The Path to Compliance: Community Standards

The Path to Compliance: Community Standards

HOA standards are a measure put in place to maintain the beauty and quality of the community at large.  Homeowners agree to these standards when they purchase their new homes but over time can forget what needs to be done to stay in compliance.  Getting your residents to comply with HOA standards does not have to be a difficult task, if done the right way a potentially contentious situation can be turned into a positive exchange with productive results.

Leland Management’s Jacksonville Division Director, Doug Harrier has found that when ybrworking with an association on community compliance, resident   education and good communication are paramount.

“We have seen that educating our homeowners about how to maintain their property to the community standards greatly decreases the chances they will receive a violation letter.”  Education can be done in many forms ranging from flyers and posters to seminars.   Harrier cites his experience using education as a tool in a community battling chinch bugs.  “Once we noticed there was a problem, we immediately got information out to the homeowners to make them aware of the situation.  Additionally, we set up a page on the community website where people could visit if they had any questions on prevention or what to do if they were effected.”  This type of education and proactive communication brought the situation to the resident’s attention and painted it as a challenge for the entire community, creating a sense of unity among the homeowners.  This type of mentality tends to curb finger pointing and increases the understanding that the board and the management company are aware that many owners are having this issue and are working         together on the solution.  Whereas, if individual letters were sent out to owners about the quality of their yard, these owners may have felt singled out or angry, thinking that they were the only one identified with the problem.

Proper education allows us to proactively address and/or prevent any compliance issues.  Providing information on: how to prevent the most common violations, typical warning signs, and easy but effective ways to keep a property up to the community’s standards are non-intrusive ways to remind people of how their property should look.  Harrier states that, “Sending out information to all of your homeowners at the beginning of the spring about the proper way to maintain their lawn is a great way to get the issue front and center without singling anyone out.  It is the community’s way of gently reminding people that we are going to be taking a close look at your lawns, follow these steps and you will be fine.” 

When it comes to association standards, good communication is key.   Without proper and effective communication, the board and the management company will not be able set the overall tone as to how the association’s rules are going to be enforced.   Make sure the standards are communicated clearly to the residents (in many different ways).  People are busy and sometimes forget the standards; the easier you can make it for them to understand how to do their part, the less violations will need to be issued.

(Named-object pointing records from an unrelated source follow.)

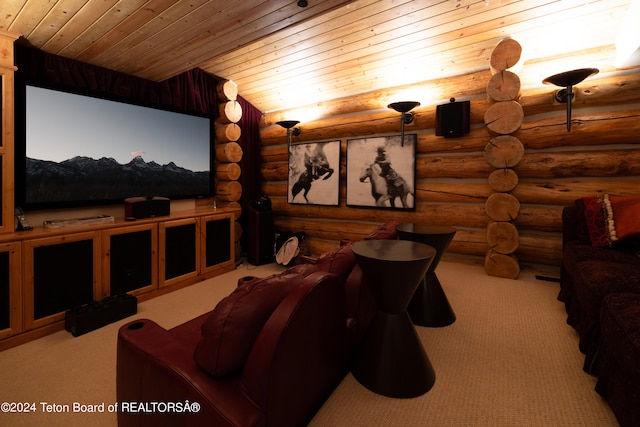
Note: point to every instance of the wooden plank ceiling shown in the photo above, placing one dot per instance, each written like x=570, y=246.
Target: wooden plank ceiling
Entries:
x=282, y=55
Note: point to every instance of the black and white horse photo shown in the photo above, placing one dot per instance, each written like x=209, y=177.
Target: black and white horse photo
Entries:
x=312, y=173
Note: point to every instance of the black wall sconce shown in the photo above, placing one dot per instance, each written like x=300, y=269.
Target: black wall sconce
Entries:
x=289, y=126
x=404, y=107
x=568, y=79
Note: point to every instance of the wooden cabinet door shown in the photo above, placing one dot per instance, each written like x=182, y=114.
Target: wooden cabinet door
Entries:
x=179, y=250
x=130, y=259
x=59, y=273
x=10, y=290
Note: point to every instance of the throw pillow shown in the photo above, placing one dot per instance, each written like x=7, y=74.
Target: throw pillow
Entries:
x=624, y=216
x=232, y=327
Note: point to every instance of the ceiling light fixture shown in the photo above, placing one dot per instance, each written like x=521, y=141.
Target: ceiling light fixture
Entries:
x=404, y=107
x=289, y=126
x=568, y=79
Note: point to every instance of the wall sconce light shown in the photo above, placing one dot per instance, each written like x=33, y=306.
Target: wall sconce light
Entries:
x=404, y=107
x=289, y=126
x=567, y=80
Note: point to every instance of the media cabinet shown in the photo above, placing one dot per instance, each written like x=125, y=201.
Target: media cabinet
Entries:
x=44, y=272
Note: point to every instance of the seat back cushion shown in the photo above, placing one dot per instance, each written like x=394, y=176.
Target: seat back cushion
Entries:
x=339, y=262
x=232, y=327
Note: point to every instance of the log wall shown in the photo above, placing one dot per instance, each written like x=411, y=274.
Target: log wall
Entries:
x=601, y=154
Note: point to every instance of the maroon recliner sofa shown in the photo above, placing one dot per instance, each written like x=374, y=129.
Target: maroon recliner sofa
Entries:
x=269, y=354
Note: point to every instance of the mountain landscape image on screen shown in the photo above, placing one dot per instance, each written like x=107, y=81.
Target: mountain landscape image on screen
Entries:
x=86, y=179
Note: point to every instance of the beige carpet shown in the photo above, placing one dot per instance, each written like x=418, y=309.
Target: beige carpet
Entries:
x=510, y=359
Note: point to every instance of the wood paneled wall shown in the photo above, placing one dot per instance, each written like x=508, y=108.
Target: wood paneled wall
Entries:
x=601, y=154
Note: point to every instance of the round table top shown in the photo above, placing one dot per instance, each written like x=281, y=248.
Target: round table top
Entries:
x=424, y=228
x=393, y=250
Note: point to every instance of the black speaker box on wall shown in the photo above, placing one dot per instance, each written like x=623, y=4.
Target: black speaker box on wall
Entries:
x=146, y=207
x=453, y=119
x=261, y=232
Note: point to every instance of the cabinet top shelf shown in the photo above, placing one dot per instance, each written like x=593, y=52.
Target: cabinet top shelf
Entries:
x=41, y=231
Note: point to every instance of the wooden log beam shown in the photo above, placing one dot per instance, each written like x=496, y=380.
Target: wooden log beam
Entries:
x=338, y=120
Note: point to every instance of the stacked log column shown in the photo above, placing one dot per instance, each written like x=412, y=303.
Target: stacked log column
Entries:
x=228, y=152
x=503, y=152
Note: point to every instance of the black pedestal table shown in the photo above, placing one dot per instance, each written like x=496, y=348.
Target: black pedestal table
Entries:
x=429, y=305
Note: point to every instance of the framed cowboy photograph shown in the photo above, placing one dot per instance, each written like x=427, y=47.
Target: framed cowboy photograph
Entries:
x=314, y=173
x=381, y=172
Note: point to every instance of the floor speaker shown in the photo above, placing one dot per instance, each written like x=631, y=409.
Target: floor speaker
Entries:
x=261, y=233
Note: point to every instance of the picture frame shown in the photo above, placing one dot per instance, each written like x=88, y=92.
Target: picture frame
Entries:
x=314, y=173
x=389, y=160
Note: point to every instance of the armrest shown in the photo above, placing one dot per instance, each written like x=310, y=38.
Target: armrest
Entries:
x=307, y=259
x=300, y=355
x=155, y=366
x=569, y=224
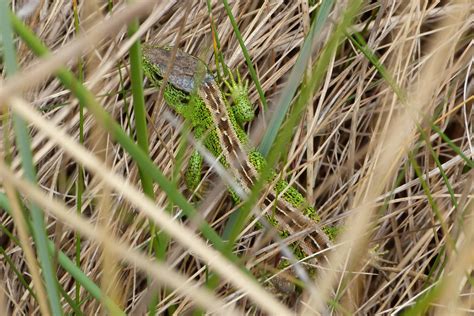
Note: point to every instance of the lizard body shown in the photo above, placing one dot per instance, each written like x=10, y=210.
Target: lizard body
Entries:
x=219, y=127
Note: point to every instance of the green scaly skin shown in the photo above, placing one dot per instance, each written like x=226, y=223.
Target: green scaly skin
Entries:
x=193, y=109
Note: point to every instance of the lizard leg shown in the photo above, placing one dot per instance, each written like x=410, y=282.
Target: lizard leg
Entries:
x=242, y=107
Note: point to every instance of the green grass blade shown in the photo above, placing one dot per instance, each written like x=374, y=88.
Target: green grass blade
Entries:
x=252, y=71
x=294, y=79
x=23, y=143
x=72, y=269
x=86, y=97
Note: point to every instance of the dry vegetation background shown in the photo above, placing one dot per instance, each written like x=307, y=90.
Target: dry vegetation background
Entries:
x=356, y=154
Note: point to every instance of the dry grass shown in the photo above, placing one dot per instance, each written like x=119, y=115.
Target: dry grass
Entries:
x=363, y=156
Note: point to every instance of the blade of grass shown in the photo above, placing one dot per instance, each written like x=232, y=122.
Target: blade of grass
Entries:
x=85, y=96
x=252, y=71
x=24, y=149
x=294, y=79
x=72, y=268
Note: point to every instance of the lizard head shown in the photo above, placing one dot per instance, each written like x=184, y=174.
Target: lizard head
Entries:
x=186, y=70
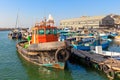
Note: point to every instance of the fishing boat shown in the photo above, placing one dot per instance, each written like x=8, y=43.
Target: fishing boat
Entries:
x=16, y=32
x=44, y=49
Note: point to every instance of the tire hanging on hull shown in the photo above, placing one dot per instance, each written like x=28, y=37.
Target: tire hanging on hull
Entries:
x=61, y=55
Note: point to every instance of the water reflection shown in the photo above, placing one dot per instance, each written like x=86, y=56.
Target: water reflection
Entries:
x=42, y=73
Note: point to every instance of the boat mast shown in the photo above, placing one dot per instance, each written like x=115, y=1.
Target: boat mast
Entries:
x=16, y=25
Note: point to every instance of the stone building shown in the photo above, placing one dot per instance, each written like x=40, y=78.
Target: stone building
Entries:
x=88, y=22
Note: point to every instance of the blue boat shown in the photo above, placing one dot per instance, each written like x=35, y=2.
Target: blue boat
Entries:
x=88, y=46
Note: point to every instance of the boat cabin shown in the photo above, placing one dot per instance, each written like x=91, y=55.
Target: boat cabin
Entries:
x=43, y=32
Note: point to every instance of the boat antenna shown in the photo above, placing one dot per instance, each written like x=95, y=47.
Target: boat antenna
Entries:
x=16, y=25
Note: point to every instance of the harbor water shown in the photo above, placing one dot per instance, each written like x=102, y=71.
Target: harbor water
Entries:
x=14, y=67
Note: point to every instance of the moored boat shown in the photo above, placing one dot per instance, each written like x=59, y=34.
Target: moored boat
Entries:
x=44, y=48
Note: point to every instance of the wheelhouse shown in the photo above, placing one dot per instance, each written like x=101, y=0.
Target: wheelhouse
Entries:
x=44, y=33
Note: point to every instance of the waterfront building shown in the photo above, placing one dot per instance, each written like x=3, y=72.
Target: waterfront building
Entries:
x=89, y=22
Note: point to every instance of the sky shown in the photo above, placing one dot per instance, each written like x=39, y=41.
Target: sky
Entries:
x=32, y=11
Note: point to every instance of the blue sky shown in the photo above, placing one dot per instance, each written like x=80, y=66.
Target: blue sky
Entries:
x=31, y=11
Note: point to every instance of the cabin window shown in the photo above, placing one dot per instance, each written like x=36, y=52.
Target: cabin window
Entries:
x=49, y=31
x=41, y=31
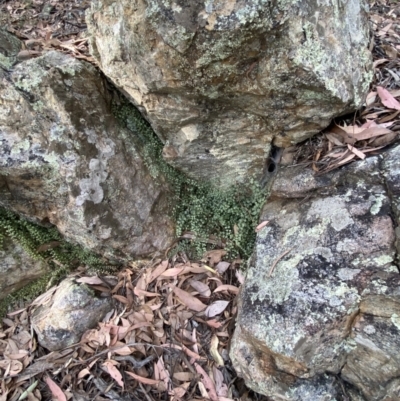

Making sure people know the standards as well as what steps the community will take when they are out of compliance will prevent many headaches for the board and the homeowner.  At Leland we offer courses for our communities on topics related to their specific community standards.  Not only is this a great way to get to know the residents, but it is an excellent way to spread the word about how to keep the community pristine.

Compliance with community standards does not have to be a challenge. For the most part homeowners chose to reside in an association because they want the benefit of living in a nice community with standards.  With proper education and the ability to distribute information effectively, people will not only understand the requirements but will be encouraged to keep up with their property, resulting in an amicable relationship between the board, the management company and the residents.